36 // friend

5.3K 335 84
                                    

"Bir açıklama bekliyorum."

Arabanın koltuğu sanki kıçıma yapışmışcasına rahatsız bir şekilde hareket ettim. Konuşmaya nereden başlayacağım hakkında bir fikrim yoktu maalesef ki.

Jessica, kendi arabasına binip anında beni Justin'le yalnız bırakmıştı. Justin'in öfkeli bakışlarına maruz kalarak soyunma odasında giyinmiş, daha sonra da onun arabasına tıkılmıştım. Arabayı çalıştırmamıştı. Öylece duruyorduk.

"Bana cevap ver." Diye tısladı elindeki bitmiş sigara izmaritini camdan aşağıya atarken.

"Durup dururken telefonum çalmaya başladı." Dedim kollarımı göğsümde birleştirerek. "Numara kayıtlı değildi. Açtım ve Brad'in sesini duydum. Bana seninle ilgili bir şeyler söyledi."

"Ne gibi?" Çenesi sertçe kasılmıştı. Niye bu kadar kızdığına anlam verememiştim.

"Biraz garip ama seni övdü ve sana güveniyor." Dedim ellerimi çenemin altında birleştirirken.
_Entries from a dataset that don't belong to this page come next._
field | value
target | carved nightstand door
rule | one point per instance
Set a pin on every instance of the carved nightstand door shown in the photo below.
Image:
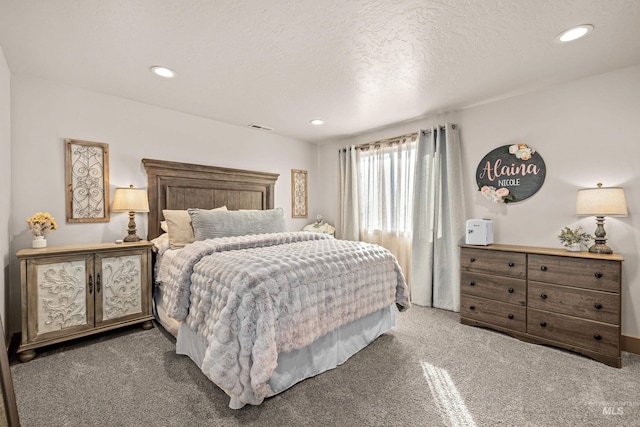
(61, 296)
(73, 291)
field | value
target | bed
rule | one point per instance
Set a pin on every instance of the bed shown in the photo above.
(257, 307)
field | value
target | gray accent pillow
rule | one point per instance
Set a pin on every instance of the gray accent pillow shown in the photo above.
(213, 224)
(179, 227)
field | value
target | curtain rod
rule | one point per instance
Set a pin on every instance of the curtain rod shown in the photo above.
(412, 135)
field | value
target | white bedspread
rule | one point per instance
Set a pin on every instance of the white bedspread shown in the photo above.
(252, 297)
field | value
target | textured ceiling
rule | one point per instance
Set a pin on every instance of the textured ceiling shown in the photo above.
(358, 64)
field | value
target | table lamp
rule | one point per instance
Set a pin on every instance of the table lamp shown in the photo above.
(130, 200)
(601, 202)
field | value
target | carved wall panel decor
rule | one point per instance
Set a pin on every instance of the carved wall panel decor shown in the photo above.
(299, 193)
(87, 181)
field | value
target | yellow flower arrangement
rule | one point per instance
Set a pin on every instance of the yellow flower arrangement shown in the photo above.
(41, 224)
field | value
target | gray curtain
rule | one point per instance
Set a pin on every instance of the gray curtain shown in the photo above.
(438, 219)
(349, 196)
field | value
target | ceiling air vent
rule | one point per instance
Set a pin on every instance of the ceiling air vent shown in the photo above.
(257, 126)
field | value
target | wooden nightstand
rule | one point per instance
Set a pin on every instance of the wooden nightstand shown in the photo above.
(78, 290)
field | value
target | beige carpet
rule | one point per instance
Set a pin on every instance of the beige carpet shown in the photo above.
(430, 371)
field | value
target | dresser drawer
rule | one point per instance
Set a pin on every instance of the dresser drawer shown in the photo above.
(496, 313)
(500, 263)
(586, 334)
(499, 288)
(595, 274)
(584, 303)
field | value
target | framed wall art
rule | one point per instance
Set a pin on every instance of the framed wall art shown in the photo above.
(298, 193)
(510, 173)
(87, 181)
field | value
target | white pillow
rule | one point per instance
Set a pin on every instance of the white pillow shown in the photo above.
(179, 227)
(161, 243)
(213, 224)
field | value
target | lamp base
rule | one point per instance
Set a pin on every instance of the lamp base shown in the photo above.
(132, 236)
(600, 248)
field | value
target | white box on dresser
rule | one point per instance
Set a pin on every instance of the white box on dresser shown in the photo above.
(546, 296)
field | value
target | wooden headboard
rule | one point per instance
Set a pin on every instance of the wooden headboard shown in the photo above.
(173, 185)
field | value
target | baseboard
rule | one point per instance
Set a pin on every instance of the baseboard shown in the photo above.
(630, 344)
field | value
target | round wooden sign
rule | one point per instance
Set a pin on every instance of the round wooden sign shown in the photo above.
(511, 173)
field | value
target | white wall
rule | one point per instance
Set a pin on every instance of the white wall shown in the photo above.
(5, 181)
(587, 131)
(45, 113)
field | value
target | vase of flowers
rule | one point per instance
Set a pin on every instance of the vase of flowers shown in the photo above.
(40, 225)
(573, 238)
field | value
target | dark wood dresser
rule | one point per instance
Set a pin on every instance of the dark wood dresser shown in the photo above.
(545, 296)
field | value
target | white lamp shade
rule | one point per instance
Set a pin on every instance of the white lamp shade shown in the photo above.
(601, 201)
(130, 200)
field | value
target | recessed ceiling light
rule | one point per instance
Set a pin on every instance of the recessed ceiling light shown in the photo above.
(574, 33)
(163, 71)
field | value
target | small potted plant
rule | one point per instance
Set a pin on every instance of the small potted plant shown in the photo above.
(574, 238)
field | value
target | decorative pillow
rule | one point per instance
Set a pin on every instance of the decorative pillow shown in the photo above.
(179, 227)
(212, 224)
(161, 243)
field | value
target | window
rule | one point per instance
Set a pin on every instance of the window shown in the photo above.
(386, 183)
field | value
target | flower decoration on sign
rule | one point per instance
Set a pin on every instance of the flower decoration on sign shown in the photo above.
(521, 151)
(500, 195)
(41, 224)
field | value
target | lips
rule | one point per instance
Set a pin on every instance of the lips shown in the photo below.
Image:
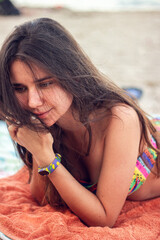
(43, 115)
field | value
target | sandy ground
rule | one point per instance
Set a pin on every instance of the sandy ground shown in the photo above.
(123, 45)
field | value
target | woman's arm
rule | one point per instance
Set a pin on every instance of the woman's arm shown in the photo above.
(120, 155)
(38, 185)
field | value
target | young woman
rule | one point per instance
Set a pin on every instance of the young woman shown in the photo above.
(86, 143)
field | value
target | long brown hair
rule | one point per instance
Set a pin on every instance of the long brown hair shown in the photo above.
(47, 44)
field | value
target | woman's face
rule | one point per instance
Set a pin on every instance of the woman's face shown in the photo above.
(39, 93)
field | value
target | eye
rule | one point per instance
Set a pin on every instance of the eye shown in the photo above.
(19, 89)
(45, 84)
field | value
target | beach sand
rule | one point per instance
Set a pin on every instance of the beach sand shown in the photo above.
(123, 45)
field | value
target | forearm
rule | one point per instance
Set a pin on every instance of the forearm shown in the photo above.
(38, 185)
(82, 202)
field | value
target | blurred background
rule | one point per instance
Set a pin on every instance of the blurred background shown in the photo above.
(122, 37)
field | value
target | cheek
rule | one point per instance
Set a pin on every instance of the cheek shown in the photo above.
(22, 99)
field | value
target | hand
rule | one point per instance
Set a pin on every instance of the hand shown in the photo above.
(37, 143)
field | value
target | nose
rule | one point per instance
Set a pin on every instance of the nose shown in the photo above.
(34, 99)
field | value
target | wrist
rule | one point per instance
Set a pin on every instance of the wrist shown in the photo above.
(45, 159)
(47, 170)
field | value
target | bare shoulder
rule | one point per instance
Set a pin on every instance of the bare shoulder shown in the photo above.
(125, 114)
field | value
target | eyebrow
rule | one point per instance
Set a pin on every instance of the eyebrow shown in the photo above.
(42, 79)
(36, 81)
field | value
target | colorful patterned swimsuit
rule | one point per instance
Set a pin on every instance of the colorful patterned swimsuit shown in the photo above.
(144, 164)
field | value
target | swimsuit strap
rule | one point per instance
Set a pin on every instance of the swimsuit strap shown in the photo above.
(144, 164)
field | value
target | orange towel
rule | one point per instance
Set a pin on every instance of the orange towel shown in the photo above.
(22, 218)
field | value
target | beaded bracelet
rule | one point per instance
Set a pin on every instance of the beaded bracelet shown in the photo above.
(52, 166)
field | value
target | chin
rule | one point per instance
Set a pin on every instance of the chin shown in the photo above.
(49, 123)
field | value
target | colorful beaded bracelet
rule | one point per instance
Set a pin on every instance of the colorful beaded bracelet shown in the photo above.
(52, 166)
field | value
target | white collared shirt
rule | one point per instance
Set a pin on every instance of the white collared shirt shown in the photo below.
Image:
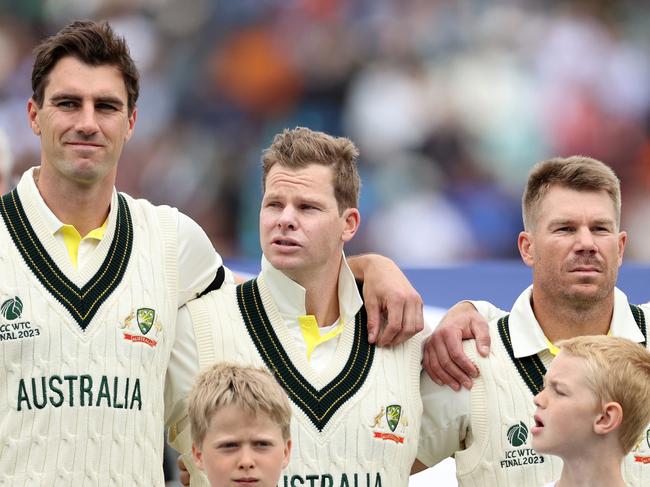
(446, 415)
(289, 297)
(197, 260)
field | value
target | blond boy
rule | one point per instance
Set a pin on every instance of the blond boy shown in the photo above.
(240, 420)
(593, 408)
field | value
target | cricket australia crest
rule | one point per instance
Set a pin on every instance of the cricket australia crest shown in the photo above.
(390, 424)
(146, 319)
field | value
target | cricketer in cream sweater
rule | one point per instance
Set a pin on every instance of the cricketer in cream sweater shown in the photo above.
(573, 243)
(85, 343)
(488, 428)
(356, 408)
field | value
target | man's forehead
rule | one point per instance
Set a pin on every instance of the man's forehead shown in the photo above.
(72, 75)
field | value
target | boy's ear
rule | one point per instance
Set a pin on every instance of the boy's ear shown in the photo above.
(287, 454)
(197, 455)
(610, 418)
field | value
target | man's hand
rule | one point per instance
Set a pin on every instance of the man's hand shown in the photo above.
(444, 358)
(389, 298)
(183, 474)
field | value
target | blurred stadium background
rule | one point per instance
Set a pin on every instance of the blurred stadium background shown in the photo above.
(450, 102)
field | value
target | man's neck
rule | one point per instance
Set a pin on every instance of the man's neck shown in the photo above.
(84, 207)
(322, 295)
(560, 321)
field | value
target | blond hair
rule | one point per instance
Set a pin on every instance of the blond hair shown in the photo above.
(253, 390)
(579, 173)
(298, 148)
(618, 370)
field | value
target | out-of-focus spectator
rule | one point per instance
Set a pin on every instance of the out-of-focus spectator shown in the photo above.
(6, 162)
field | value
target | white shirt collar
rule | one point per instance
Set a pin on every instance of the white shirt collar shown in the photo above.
(527, 335)
(289, 296)
(27, 187)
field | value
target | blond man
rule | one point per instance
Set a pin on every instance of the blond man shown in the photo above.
(593, 408)
(573, 243)
(240, 419)
(356, 407)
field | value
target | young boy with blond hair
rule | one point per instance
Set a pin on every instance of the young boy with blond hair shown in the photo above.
(240, 421)
(593, 408)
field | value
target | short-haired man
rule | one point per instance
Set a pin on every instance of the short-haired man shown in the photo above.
(573, 243)
(91, 283)
(356, 408)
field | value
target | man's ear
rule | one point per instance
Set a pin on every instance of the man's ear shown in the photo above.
(352, 219)
(610, 418)
(32, 116)
(197, 455)
(526, 248)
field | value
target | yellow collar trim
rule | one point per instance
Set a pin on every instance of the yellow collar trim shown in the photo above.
(72, 239)
(555, 350)
(311, 333)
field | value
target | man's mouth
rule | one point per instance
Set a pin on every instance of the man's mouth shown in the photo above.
(285, 242)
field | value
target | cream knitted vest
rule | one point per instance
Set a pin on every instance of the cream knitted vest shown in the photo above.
(84, 354)
(499, 452)
(355, 425)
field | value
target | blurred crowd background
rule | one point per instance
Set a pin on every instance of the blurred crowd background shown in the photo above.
(450, 102)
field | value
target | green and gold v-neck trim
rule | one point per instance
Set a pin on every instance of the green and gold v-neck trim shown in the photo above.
(82, 303)
(531, 368)
(318, 405)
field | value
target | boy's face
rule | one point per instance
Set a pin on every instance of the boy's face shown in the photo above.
(242, 450)
(566, 408)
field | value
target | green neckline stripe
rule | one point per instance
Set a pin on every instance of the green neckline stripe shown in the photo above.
(82, 303)
(531, 368)
(318, 405)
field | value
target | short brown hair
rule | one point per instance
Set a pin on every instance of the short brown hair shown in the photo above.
(618, 370)
(251, 389)
(95, 44)
(576, 172)
(300, 147)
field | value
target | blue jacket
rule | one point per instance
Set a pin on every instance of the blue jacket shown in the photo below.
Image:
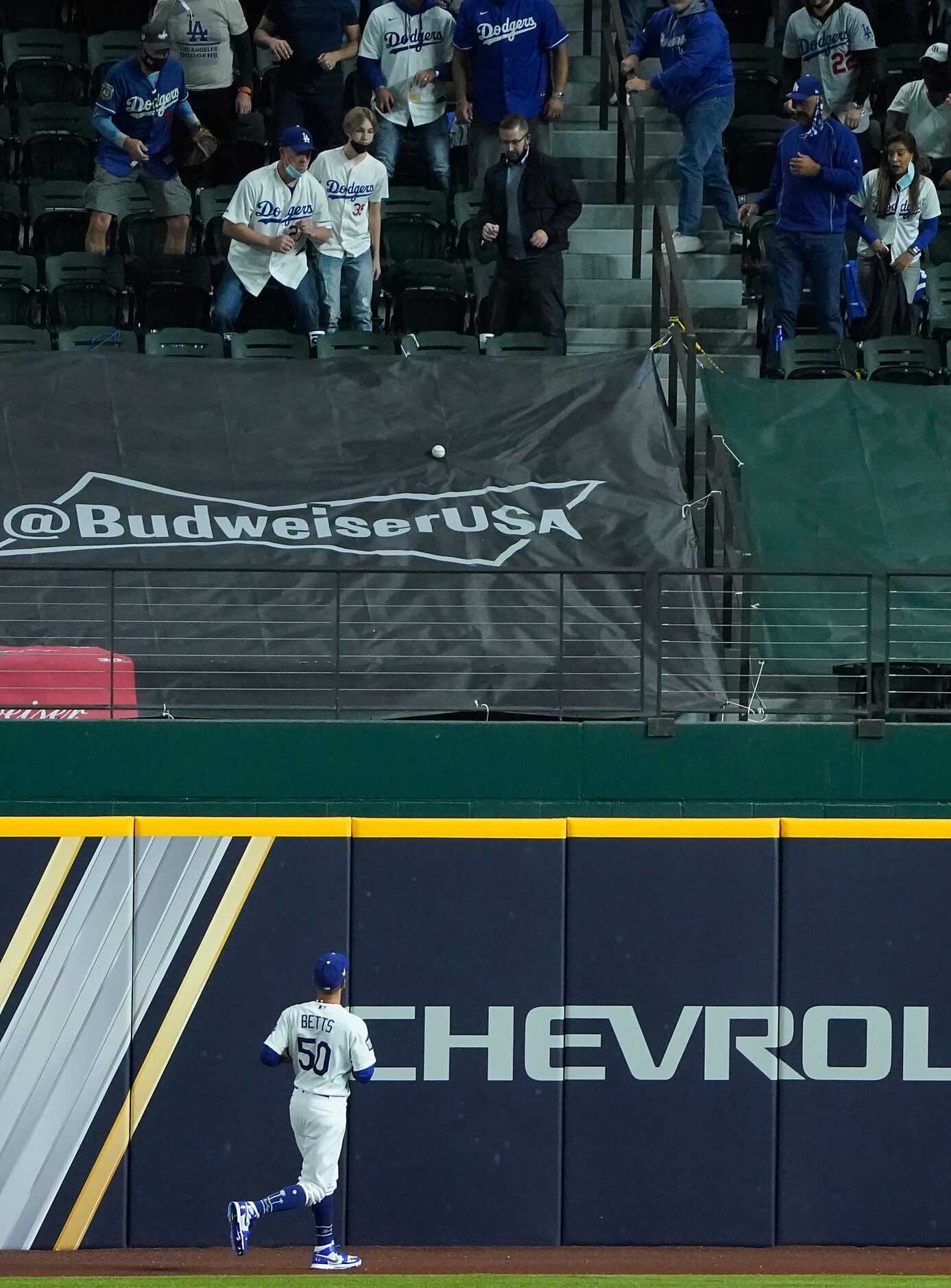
(694, 51)
(815, 204)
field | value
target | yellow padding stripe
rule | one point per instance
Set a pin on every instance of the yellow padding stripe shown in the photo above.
(165, 1042)
(242, 827)
(869, 828)
(695, 828)
(108, 824)
(462, 828)
(36, 911)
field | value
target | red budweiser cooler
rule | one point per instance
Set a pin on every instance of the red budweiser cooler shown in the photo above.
(47, 683)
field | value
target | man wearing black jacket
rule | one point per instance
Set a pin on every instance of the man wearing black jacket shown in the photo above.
(529, 202)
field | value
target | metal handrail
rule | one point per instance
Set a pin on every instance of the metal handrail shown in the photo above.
(631, 126)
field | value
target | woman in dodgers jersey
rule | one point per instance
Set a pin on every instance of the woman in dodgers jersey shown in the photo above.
(328, 1049)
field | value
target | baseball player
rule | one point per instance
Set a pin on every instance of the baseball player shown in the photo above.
(269, 219)
(133, 117)
(834, 42)
(328, 1049)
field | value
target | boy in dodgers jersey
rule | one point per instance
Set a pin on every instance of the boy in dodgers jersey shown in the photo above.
(355, 184)
(272, 214)
(328, 1047)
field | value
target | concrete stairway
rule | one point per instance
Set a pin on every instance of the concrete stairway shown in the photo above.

Kaşları alayla biçimsiz bir şekilde çatılırken yüzü hâlâ ifadesizliğini koruyordu. "Hangi konuda bana güveniyormuş?" Dedi elini çenesine yerleştirerek.

"Beni koruman konusunda," Diye mırıldandım. Ortama boğucu bir sessizlik hakimdi. Duyabildiğim tek şey ise Justin'in sıkıntıyla alıp verdiği soluklarıydı. Cidden çok sıkıcı bir durumdu.

Dalga geçercesine gülmüştü. Gülmesine rağmen ne kadar öfkeli olduğunu hissedebiliyordum. Uzun süren bir sessizliğin sonunda bacağımdaki sıcak bir el ona doğru dönmemi sağladı.

Beni dudaklarına yaslaması ile o an ki şaşkınlığımla birkaç saniye sonra ona karşılık vermeye başlamıştım. Ağzında pekte hoş olmayan bir sigara tadı vardı. Hadi ama, kötü çocuk hikayelerinde güzel olarak bahsediyorlardı!

Boynum ve belimin ağrıması üzerine geri çekileceğim sırada tekrar beni öperek bacağımı kendine doğru çekti. Ardından da onun kucağına düşüverdim. Tamamen oturduğumda ise koltuğu biraz geriye iterek ikimizinde rahat edebilmesini sağladı.

Parmaklarımı saçlarına geçirip çektiğimde seslice inleyerek sıyrılmış tişörtümün altından elini belime yerleştirdi. Dudaklarımızı nefes alma ihtiyacı adına ayırdım ve derin nefeslerimi içime doldurmaya başladım. Hiç beklemeden tekrar dudaklarıma yapışıverdi.

Kot şortum, oturduğum için biraz daha kısalmıştı ve bunu fırsat bilen Justin, parmaklarını tüylerimi ürpertecek şekilde şortun açıkta bıraktığı yerlerde gezdiriyordu. İstemsizce titredim. Hiç beklemediği bir an onun boynunu öptüğümde elleri kalçamı sertçe sıkmıştı.

Eli şortumun düğmesine gitti. O an aklıma takılan bir soru ile onu durdurdum. Gözleri şaşkınlıkla benimkilerle buluşmuştu.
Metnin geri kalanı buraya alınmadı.